FMLA 2019-3-A responds to an employee’s question about whether an employer may delay designating leave as FMLA leave if the delay complies with a collective bargaining agreement (CBA) and the employee prefers the designation be delayed. According to the letter, the employees are subject to CBAs that allow them to delay taking FMLA leave until after CBA-protected paid leave is exhausted.

After the issuance of WHD Opinion Letter FMLA 2019-1-A in March 2019, however, the employer changed its leave policy to require employees to take CBA-protected leave concurrently with FMLA leave.  The employee questioned the appropriateness of this policy when an employee prefers to delay designating FMLA leave and is concerned that designating the leave as FMLA leave may negatively impact the employee’s seniority status under the CBA and state rules.

In response, the letter reiterates WHD Opinion Letter FMLA 2019-1-A, which indicated that neither the employee nor the employer may decline or delay FMLA protection for FMLA-qualifying leave.  Additionally, if an employer provides for the accrual of seniority when employees utilize paid leave pursuant to a CBA and/or other policies, it must permit employees to accrue seniority when they are substituting FMLA leave for paid leave.
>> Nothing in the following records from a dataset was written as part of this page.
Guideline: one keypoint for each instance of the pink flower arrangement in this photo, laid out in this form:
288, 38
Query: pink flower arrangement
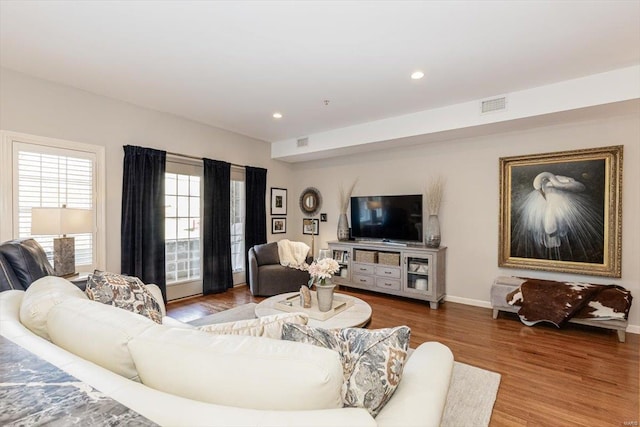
321, 270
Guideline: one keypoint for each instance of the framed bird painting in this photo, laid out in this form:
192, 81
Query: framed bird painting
562, 211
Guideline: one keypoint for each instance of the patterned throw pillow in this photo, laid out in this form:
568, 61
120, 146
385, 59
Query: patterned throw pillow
124, 292
372, 360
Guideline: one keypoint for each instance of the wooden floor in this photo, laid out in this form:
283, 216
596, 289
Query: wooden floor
577, 376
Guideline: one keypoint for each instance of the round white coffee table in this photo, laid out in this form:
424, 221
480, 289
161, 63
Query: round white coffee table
355, 316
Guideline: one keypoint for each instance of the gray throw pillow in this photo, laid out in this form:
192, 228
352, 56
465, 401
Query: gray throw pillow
372, 360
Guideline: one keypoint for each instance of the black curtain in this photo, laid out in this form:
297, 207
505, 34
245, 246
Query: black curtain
142, 225
216, 227
255, 232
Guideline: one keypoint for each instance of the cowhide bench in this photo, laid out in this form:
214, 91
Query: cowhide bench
503, 285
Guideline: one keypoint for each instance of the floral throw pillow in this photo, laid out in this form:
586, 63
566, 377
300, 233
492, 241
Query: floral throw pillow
372, 360
124, 292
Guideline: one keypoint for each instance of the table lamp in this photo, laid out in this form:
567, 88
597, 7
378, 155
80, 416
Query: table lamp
60, 222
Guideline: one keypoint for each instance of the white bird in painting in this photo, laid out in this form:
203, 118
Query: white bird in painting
557, 218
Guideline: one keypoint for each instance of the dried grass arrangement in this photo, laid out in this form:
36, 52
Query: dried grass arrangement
345, 197
433, 192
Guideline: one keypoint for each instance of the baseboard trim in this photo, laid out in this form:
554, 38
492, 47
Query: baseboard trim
632, 329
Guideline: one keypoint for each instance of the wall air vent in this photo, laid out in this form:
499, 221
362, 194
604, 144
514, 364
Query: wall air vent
495, 104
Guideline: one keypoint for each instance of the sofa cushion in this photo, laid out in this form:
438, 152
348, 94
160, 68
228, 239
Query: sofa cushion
40, 297
268, 326
267, 254
124, 292
98, 333
372, 360
240, 371
27, 259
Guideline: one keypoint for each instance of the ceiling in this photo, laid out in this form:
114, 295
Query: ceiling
233, 64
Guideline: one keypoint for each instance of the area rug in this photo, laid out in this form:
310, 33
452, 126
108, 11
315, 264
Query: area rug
242, 312
471, 396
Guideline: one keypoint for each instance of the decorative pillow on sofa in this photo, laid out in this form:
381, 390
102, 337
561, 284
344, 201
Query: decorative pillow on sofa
125, 292
372, 360
268, 326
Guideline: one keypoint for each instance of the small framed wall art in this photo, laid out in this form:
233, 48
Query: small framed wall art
278, 225
310, 226
278, 201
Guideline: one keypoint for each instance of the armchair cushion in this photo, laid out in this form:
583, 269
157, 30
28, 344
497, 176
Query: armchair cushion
8, 279
27, 259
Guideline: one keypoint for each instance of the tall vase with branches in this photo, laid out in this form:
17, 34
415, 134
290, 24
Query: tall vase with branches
343, 222
433, 199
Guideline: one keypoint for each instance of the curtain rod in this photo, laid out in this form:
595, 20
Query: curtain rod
186, 156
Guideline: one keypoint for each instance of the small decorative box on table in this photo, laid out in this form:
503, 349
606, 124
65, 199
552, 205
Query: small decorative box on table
292, 304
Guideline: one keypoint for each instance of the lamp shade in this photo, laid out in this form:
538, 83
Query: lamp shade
58, 221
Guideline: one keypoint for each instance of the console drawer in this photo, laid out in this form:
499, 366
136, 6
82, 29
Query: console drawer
391, 272
384, 283
359, 279
362, 268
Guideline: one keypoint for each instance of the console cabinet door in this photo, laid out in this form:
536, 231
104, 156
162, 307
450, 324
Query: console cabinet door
418, 274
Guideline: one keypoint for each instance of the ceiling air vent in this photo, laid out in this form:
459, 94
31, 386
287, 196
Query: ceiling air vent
495, 104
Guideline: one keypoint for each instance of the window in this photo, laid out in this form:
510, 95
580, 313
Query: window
47, 172
54, 180
182, 227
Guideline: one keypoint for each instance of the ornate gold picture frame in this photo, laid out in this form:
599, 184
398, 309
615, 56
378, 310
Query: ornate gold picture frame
562, 211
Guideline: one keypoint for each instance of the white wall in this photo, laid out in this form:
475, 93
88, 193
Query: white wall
469, 214
38, 107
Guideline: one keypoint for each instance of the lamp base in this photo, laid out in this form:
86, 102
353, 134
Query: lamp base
64, 256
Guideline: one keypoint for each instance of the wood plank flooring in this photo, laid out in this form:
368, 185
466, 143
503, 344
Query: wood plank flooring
576, 376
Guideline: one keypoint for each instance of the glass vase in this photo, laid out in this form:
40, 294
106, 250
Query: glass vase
432, 234
343, 227
324, 294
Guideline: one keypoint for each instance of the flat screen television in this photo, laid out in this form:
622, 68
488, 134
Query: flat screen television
387, 218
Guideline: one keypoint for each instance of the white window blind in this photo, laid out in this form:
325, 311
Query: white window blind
237, 219
53, 178
182, 222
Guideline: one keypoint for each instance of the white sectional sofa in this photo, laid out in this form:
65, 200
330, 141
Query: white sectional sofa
176, 375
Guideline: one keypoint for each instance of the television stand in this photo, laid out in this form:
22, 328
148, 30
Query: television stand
410, 271
389, 243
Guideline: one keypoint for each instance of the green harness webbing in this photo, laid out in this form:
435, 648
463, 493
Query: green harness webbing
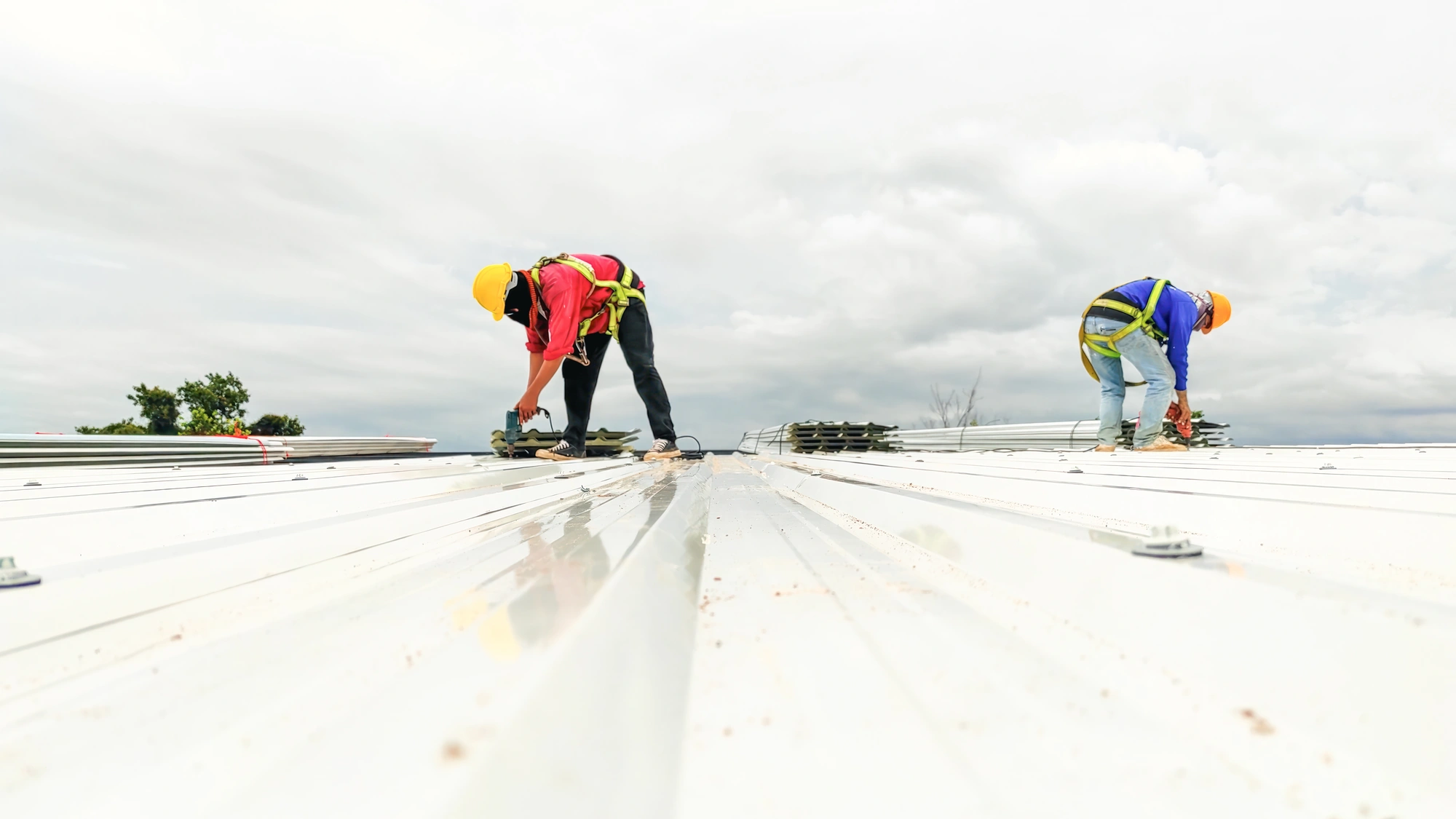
622, 292
1107, 344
As indicated in a previous NAE article, the WHD Opinion Letter FMLA 2019-1-A acknowledged that it is at odds with a 2014 Ninth Circuit opinion, Escriba v. Foster Poultry Farms, Inc., in which the Court held that an employee may use non-FMLA leave for an FMLA-qualifying reason and decline to use FMLA leave in order to preserve FMLA leave for future use.  Because Nevada is part of the Ninth Circuit, Nevada employers should continue to follow Escriba, but it is always a good idea to proceed with caution and consult legal counsel when confronting this situation.